When the DeepSeek Prefill-Decode disaggregated large-scale expert parallel solution is used, the model performance deteriorates seriously.

Solution

  1. Use msServiceProfiler to collect the serving performance data of the Decode node.
  2. Analyze the collected performance data. It is found that two different servers on the same Decode node have fast and slow cards in the Decode phase. Specifically, the execution time of a single Decode on the two cards from the two servers is 260 ms and 170 ms, respectively. The difference is serious. If the MIX_AIC field is long in the operator lane of a card, the card is executing the merged compute and communication operators (MC2 operators) and the synchronization wait time is long. Therefore, the card is a fast card. The MIX_AIC field of the other card is short, indicating that the card is a slow card.
    Figure 1 Screenshot of the fast card performance data
    Figure 2 Screenshot of the slow card performance data
  3. Determine whether the performance deterioration is caused by the time difference between the model delivery and operator delivery.

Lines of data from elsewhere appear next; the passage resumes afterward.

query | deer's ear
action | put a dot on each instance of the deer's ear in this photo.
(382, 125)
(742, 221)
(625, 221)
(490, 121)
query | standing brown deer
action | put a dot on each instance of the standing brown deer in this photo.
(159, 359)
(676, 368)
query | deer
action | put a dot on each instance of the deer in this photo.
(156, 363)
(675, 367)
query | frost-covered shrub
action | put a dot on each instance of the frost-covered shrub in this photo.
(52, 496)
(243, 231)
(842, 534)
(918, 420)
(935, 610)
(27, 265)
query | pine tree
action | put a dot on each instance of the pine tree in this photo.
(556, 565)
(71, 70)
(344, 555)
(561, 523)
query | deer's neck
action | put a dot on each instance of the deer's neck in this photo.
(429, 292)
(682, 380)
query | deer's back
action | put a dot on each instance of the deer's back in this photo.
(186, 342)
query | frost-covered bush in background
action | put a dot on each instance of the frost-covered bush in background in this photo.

    As shown in the CANN CPU lane (Figure 1 and Figure 2 are collapsed in gray), the time for starting a task on each card is different. As a result, the time for the first MC2 operator (moedispatch) in the forward operation is different, and the synchronization wait time is more than 90 ms. After the first moedispatch is removed, the remaining computing time is about 140 ms, and the operator performance of the two cards is similar.

  4. Enable performance recovery. After the distributed scheduling feature is enabled on the Decode node (environment variable MINDIE_ENABLE_DP_DISTRIBUTED is enabled, and the large-scale expert parallel solution later than MindIE 25.0.RC1 is enabled by default), the performance becomes normal.